I am still wrestling with the idea of why me when this treatment is still on trial in the UK. From my chats with my consultant, it was becoming clear that a drug called Darolutamide was no longer suppressing the cancer. My PSA was starting to rise above the trigger level of 2 six-months ago and is now six-times higher than that. There were uncertainties about whether the trial would be re-opened. They vapourised. I started to do so some on-line resarch.
I found clues as to my condition in a decision of the UK Medicines and Healthcare Products Regulatory Agency published on 5 April 2022. It was entitled "Lutetium (177Lu) vipivotide tetraxetan in the treatment of prostate-specific membrane antigen (PSMA)-positive metastatic castration-resistant prostate cancer (mCRPC)". I don't wish to raise alarm you chaps, but this is the first time I have heard that my cancer was CASTRATION-RESISTANT. I shall be having words about this at my next consultation. But there is no point in concealing the fact that prostate cancer is not sex-life enhancing, at least not for me. But hey, we have been blessed with four children and nine grandchildren and an ongoing rich and fulfilling life.
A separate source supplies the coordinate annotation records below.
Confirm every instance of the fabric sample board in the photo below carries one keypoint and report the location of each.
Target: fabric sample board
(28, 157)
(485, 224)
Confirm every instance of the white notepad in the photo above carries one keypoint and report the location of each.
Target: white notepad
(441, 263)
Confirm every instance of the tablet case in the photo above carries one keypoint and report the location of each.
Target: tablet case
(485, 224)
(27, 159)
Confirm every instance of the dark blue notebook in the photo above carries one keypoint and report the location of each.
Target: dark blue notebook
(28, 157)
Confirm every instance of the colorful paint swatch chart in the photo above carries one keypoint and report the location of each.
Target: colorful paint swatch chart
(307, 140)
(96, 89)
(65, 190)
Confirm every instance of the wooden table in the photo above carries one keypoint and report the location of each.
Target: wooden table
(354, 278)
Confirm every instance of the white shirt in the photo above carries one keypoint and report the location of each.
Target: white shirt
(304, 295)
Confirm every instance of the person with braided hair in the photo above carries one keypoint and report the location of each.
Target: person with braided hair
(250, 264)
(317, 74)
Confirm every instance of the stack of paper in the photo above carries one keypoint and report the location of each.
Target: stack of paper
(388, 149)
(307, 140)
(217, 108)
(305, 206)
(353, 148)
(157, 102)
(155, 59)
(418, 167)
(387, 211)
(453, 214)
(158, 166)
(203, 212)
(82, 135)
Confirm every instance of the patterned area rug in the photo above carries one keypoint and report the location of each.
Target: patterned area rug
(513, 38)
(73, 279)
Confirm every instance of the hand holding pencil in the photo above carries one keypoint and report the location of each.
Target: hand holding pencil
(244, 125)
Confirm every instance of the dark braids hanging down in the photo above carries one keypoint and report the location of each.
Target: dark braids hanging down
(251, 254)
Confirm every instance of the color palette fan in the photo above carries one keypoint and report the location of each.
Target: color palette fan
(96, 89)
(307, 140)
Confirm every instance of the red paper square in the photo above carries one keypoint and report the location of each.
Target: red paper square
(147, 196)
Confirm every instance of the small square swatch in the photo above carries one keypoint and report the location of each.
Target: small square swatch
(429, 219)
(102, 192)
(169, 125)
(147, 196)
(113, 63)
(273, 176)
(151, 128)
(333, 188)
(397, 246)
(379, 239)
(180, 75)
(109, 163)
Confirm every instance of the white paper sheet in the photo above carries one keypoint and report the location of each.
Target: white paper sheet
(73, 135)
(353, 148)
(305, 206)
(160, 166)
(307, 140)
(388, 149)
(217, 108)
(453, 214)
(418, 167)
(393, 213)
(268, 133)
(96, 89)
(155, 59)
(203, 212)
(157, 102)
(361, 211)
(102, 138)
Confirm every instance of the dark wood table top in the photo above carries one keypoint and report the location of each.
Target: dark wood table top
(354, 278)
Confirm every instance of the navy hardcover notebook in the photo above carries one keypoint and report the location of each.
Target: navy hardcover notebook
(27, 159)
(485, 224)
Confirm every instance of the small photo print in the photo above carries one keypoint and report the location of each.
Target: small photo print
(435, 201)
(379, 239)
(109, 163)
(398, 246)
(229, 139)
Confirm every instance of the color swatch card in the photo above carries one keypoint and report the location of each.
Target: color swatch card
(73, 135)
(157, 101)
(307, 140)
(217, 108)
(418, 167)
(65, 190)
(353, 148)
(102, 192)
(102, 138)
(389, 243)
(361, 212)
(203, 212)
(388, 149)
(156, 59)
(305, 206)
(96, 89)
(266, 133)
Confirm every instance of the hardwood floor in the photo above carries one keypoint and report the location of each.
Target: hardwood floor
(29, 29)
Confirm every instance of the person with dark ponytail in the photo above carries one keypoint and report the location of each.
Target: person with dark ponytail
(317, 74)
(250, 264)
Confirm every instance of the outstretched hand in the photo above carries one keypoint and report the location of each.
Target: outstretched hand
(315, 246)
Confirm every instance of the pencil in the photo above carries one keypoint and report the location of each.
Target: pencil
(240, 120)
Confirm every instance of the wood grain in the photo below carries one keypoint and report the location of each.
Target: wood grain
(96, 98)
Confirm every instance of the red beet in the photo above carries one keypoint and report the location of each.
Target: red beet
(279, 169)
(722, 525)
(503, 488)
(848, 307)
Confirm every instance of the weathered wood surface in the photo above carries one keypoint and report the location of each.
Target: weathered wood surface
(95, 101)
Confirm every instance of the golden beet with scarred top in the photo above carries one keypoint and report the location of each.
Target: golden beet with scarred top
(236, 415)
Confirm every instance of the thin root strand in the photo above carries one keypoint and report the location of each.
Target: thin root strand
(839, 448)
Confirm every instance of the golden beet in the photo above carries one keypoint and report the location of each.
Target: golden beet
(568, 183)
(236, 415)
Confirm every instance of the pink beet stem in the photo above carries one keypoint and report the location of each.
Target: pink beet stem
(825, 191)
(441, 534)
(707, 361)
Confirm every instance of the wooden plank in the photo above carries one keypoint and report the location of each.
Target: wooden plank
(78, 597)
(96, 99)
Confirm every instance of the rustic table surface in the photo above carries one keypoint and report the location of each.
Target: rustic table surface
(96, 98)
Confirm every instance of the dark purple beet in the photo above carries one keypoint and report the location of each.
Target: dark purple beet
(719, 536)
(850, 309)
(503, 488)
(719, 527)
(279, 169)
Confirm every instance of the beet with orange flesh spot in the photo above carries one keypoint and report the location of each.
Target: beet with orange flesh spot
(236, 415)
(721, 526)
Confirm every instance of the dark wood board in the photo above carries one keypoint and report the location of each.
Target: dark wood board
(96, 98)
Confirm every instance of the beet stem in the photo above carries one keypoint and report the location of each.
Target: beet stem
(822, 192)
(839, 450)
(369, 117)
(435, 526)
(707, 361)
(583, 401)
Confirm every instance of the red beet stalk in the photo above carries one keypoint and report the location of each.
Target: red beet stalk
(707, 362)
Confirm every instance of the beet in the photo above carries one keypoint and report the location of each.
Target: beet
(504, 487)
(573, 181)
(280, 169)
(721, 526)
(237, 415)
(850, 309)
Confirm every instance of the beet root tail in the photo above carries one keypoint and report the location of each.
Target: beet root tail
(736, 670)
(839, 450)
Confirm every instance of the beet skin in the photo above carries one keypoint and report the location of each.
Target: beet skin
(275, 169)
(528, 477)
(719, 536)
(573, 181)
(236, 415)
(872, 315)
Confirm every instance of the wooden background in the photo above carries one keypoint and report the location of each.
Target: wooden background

Nevertheless, my private parts are not what they used to be, and that is something my wife and I have learned to live with amicably. Castration-resistant, however, came as a bit of a shock. I prefer to focus on the reasons why the decision was taken. In lay terms my cancer has spread and is not responding to previous treatment, so authorisation has been given to extend its use to patients like me.
Hurrah, even if they have been targeting my nuts.